Living with Adult Congenital Heart Disease: A Patient’s Story

June 2014

Adult congenital heart disease patient Lana Gillard and her family
Adult congenital heart disease patient Lana Gillard and her family enjoy the outdoors following her second cardiac surgery.

Lana Gillard was used to going to the University of Ottawa Heart Institute. Her mother was a long-time patient there, suffering from chronic heart failure after many years of treatment and several open-heart surgeries. Gillard accompanied her to appointments and knew her mother was in excellent hands.

What Gillard didn’t know was that a defect, present inside her own heart since before she was born, would turn her into a patient herself while she was pregnant with her second child. She had no idea there was such a thing as adult congenital heart disease (ACHD)—congenital heart defects in people who have survived them since birth and grown to adulthood. And she certainly didn’t know that the Heart Institute was home to the Adult Congenital Heart Clinic that would save her and her baby, and then save her once again 10 years later.

All Gillard knew in 2003 was that she had been feeling faint, swollen and short of breath for a while. Then one day she walked up the stairs and almost passed out. After a checkup with her family doctor and some tests and referrals to other specialists, Gillard found herself meeting the team at the Adult Congenital Heart Clinic and learning a whole lot about her heart in a very short time. A growth in her heart—known as sub-aortic stenosis—had become so large it was blocking  normal blood flow, forcing her heart to work overtime. She was at high risk of heart failure as the pregnancy continued.

“I was very scared,” said Gillard, who was 27 at the time. “I had no clue up until then.”

The team, including clinic director Luc Beauchesne, MD, and advanced practice nurse Joanne Morin, laid out Gillard’s options: have surgery within a few weeks to remove the growth, a rare undertaking that posed some risk to the pregnancy; terminate the pregnancy; or delay surgery until after delivering the baby. The last option was the riskiest. There was a very real possibility that Gillard would not survive delivery if the blockage wasn’t removed. Terminating wasn’t an option Gillard could accept, as tests showed that the baby—then 22 weeks in gestation—was perfectly healthy.

Gillard’s husband Norm rushed home from Bosnia, where he was serving with the Canadian military. They named their unborn baby boy Brody and made plans for surgery. The six-hour operation was performed by Gyaandeo Maharajh, MD, from the Children’s Hospital of Eastern Ontario, a pediatric cardiac surgeon and key partner of the Adult Congenital Heart Clinic team.

“I remember waking up, breathing tubes still in, and right away putting my hand on my belly,” said Gillard. “I remember feeling the baby was still there. That was a huge relief.” She went on to deliver Brody safely at 38 weeks.

Gillard’s heart defect had come as a shock to her, but most ACHD patients know they have a heart defect and receive treatment for it as children. What they may not realize is that many congenital heart conditions can lead to complications as adults. According to Morin, in the last decade, those treating ACHD patients have put a lot more emphasis on the importance of continued monitoring of these conditions as patients age.

“It’s impressed upon the parents and translated to the kids that even though you’re well now, whether you’ve had an operation or not, you can deteriorate unexpectedly and require intervention down the road,” said Morin.

“Kids think they’re invincible,” she added. “A lot of patients in need of surgery feel just fine, so it can be a hard sell.

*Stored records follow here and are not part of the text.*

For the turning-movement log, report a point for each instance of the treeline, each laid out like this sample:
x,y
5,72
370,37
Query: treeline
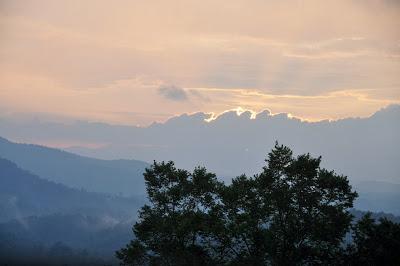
x,y
293,213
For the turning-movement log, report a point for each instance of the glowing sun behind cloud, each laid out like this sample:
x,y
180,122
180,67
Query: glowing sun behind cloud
x,y
135,62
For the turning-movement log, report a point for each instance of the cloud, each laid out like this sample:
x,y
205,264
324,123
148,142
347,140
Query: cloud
x,y
173,93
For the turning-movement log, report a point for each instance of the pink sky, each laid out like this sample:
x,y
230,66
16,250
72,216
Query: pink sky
x,y
135,62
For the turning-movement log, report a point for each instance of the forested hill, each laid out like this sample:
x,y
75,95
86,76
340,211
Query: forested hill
x,y
24,194
108,176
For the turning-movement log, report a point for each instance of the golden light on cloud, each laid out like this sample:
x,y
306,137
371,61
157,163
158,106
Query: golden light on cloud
x,y
103,61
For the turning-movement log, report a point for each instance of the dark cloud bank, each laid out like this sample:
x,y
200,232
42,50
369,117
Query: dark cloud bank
x,y
367,150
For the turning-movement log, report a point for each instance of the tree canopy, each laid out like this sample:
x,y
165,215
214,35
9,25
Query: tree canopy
x,y
292,213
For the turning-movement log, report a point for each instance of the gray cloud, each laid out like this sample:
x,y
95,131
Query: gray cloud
x,y
173,93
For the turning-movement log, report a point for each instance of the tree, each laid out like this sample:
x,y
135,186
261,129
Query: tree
x,y
293,212
375,243
173,229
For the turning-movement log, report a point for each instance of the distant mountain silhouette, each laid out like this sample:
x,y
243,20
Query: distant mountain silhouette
x,y
24,194
364,149
35,238
113,176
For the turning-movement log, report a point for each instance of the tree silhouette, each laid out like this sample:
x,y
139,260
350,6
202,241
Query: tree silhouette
x,y
293,212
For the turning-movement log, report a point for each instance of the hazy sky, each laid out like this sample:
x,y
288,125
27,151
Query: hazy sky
x,y
134,62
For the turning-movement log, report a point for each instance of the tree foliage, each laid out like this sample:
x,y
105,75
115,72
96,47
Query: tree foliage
x,y
292,213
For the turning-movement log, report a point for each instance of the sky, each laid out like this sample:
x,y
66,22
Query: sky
x,y
136,62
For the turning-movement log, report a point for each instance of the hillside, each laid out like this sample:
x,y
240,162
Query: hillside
x,y
24,194
107,176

I have to let them know they should visit us every now and then, even if they’re grown-ups busy with their lives.”

“I remember feeling the baby was still there. That was a huge relief.” – Lana Gillard, Adult Congenital Heart Disease Patient

Morin urges congenital heart patients planning a pregnancy to visit the clinic for some tests first, to ensure their heart is up to the job of working 30 to 50% harder to pump blood for both mother and baby. The team also recommends testing to determine if the babies of congenital heart patients also have a heart malformation.

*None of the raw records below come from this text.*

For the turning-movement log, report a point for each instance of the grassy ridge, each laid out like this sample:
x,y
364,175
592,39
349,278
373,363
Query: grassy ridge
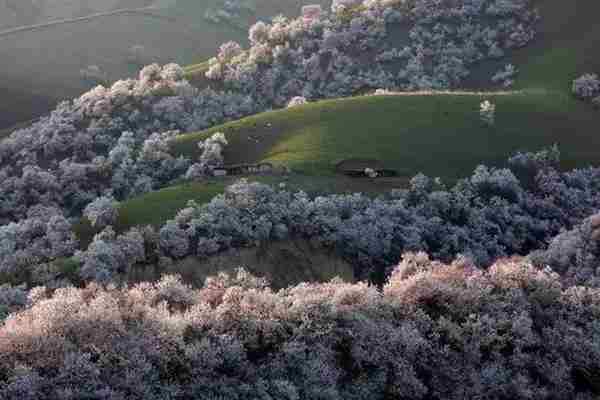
x,y
437,134
153,208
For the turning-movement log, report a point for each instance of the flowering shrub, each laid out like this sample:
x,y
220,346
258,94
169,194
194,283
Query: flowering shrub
x,y
435,332
487,112
296,101
505,76
586,87
102,212
575,254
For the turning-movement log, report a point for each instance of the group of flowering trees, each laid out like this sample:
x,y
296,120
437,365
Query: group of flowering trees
x,y
332,54
113,142
494,213
434,331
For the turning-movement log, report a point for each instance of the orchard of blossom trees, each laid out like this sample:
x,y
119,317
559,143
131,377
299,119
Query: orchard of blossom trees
x,y
331,54
109,142
494,213
434,331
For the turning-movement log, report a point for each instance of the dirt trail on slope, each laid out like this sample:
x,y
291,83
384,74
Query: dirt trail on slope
x,y
144,11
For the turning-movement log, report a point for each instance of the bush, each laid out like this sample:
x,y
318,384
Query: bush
x,y
435,332
586,86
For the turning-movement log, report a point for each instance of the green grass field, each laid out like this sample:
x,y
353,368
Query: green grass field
x,y
439,134
153,208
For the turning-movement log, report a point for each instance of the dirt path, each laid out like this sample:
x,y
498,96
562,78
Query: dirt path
x,y
144,11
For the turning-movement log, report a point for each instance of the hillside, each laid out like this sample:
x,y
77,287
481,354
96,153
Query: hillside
x,y
438,134
42,67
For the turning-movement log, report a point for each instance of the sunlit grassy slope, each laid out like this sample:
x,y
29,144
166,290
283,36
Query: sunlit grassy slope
x,y
439,134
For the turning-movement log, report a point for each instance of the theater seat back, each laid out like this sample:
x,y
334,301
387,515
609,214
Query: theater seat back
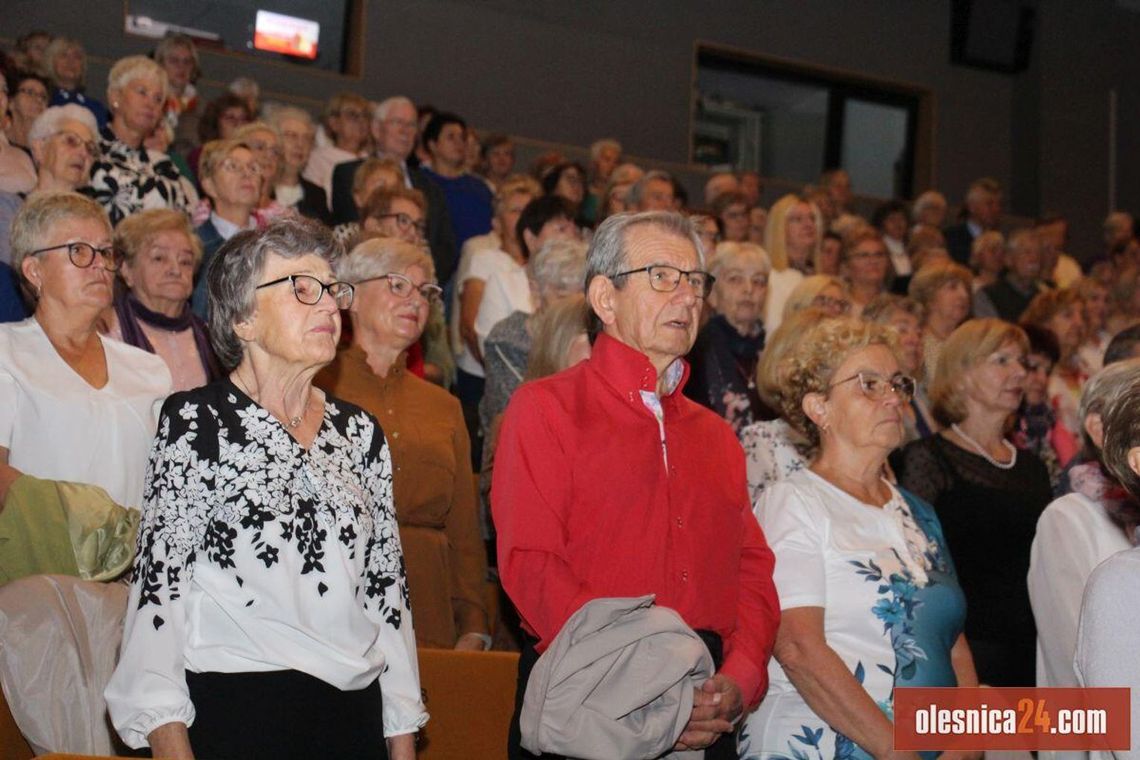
x,y
471,697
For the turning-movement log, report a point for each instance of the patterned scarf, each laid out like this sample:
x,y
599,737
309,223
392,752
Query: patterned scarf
x,y
132,315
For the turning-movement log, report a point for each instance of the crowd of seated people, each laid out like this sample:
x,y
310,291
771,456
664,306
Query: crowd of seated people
x,y
952,374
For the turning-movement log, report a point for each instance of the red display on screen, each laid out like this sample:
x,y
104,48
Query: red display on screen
x,y
286,34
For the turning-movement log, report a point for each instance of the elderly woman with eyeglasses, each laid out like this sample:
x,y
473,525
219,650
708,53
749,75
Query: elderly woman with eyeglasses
x,y
868,591
73,406
63,142
266,144
431,454
125,177
153,312
26,101
268,614
723,359
988,495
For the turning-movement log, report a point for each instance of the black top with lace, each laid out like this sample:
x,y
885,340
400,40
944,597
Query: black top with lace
x,y
988,516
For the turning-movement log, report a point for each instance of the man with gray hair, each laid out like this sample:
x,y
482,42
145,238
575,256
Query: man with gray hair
x,y
393,133
983,213
609,482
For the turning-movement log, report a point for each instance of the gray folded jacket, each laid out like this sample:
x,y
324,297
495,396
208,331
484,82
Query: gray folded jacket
x,y
617,681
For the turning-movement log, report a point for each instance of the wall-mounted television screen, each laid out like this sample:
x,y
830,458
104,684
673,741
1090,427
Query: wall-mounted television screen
x,y
286,34
308,32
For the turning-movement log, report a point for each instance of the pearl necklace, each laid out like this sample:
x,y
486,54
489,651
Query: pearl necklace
x,y
985,455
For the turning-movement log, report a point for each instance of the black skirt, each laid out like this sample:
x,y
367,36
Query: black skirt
x,y
281,714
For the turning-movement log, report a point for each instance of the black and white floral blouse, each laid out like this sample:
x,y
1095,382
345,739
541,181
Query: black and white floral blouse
x,y
127,180
257,555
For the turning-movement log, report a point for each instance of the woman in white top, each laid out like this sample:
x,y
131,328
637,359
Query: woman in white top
x,y
1092,521
791,239
269,612
774,449
73,406
507,288
869,596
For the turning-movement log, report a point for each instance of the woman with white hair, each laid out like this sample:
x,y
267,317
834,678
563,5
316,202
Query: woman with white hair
x,y
554,272
127,178
431,454
292,190
723,359
1093,520
63,142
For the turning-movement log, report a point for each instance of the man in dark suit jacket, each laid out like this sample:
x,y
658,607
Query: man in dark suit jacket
x,y
393,130
983,212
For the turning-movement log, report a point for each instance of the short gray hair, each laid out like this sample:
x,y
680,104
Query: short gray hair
x,y
47,123
637,189
233,275
559,266
135,67
1105,385
381,109
607,254
379,256
727,252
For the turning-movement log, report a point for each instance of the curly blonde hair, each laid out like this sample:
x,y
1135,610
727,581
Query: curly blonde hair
x,y
811,367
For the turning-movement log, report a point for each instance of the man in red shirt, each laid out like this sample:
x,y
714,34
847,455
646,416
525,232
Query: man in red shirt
x,y
610,483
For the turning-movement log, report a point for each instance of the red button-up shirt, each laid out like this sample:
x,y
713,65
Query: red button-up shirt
x,y
587,505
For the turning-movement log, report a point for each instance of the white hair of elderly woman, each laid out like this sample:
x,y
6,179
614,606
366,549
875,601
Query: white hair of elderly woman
x,y
48,123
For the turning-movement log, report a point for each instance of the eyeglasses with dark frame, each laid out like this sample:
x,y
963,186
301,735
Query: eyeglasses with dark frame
x,y
82,254
309,289
876,386
402,287
665,278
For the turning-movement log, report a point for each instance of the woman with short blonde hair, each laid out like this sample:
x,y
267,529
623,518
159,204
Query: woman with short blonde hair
x,y
824,292
791,238
943,289
65,64
125,177
839,653
987,493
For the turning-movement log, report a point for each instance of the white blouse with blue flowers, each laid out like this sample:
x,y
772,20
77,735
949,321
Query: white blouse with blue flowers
x,y
893,607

“The risk of a congenital heart abnormality in the general population is close to 1%, for everything from benign to life threatening conditions,” said Morin. “But if a parent has one, the odds for their children change to about 3 to 6%,” making it something important to look for early in life.

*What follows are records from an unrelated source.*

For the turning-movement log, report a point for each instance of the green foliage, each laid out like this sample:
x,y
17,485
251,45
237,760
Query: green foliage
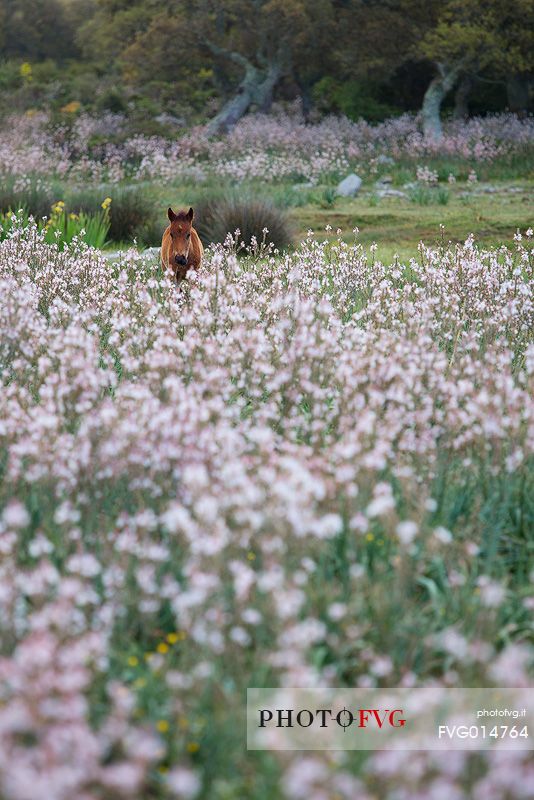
x,y
33,195
328,197
62,227
429,195
351,98
132,214
216,218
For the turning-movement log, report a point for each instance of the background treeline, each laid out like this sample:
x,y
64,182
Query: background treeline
x,y
187,61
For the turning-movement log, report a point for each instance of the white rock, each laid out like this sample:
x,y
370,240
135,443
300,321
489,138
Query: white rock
x,y
349,186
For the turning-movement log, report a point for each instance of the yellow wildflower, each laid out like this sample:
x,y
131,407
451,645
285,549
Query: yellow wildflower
x,y
72,107
26,71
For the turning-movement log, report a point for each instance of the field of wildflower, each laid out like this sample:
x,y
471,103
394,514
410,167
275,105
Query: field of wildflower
x,y
273,148
301,469
310,467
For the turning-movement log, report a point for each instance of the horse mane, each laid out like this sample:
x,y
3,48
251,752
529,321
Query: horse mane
x,y
182,216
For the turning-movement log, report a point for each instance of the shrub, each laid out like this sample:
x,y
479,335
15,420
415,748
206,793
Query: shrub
x,y
33,195
62,227
132,214
429,195
328,197
214,219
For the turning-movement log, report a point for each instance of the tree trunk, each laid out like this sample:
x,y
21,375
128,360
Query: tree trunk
x,y
517,91
438,89
461,98
256,88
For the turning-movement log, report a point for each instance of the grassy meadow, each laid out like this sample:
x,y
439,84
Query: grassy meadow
x,y
310,464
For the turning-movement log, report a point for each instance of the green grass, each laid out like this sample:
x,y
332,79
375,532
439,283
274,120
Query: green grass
x,y
398,225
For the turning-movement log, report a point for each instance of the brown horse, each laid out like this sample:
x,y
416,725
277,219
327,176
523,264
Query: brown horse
x,y
181,248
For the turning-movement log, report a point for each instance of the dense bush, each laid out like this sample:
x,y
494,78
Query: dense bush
x,y
35,196
216,218
132,214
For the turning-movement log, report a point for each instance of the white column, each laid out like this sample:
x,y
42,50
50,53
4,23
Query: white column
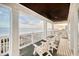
x,y
14,36
45,30
52,29
73,27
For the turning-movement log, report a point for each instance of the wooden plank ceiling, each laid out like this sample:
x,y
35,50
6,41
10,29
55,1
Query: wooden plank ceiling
x,y
53,11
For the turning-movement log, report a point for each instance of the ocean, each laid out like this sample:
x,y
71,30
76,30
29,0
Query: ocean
x,y
22,30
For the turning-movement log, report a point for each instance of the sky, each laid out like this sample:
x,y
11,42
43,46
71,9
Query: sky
x,y
25,21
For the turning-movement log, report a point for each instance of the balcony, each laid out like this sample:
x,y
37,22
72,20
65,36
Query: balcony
x,y
47,42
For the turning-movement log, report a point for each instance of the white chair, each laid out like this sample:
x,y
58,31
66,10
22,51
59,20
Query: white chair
x,y
40,50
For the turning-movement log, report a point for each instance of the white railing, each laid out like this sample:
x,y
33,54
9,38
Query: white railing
x,y
25,40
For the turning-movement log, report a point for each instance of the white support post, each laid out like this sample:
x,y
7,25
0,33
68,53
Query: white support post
x,y
14,36
45,30
52,29
73,27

Gillard’s two sons have been tested, as has her sister, and over the decade since her first surgery Gillard has made sure to attend regular follow-up appointments at the clinic. Late last year, she began to slow down again and feel the familiar symptoms of fatigue and shortness of breath.

“My body was talking to me but there was a little bit of denial going on,” said Gillard, now 37.

Tests confirmed what the doctors suspected: the sub-aortic stenosis had grown back. Gillard underwent surgery in April with the same surgeon—almost exactly 10 years after her first operation. She is recovering well and looking forward to a summer of fishing and swimming with her boys  and reading on the beach.

“They are just great, so amazing,” said Gillard, of the Heart Institute team. “I don’t know what I would have done if we didn’t have them here. Their fast action led to a good outcome, twice. If we had kept waiting and waiting, it wouldn’t have been the same.”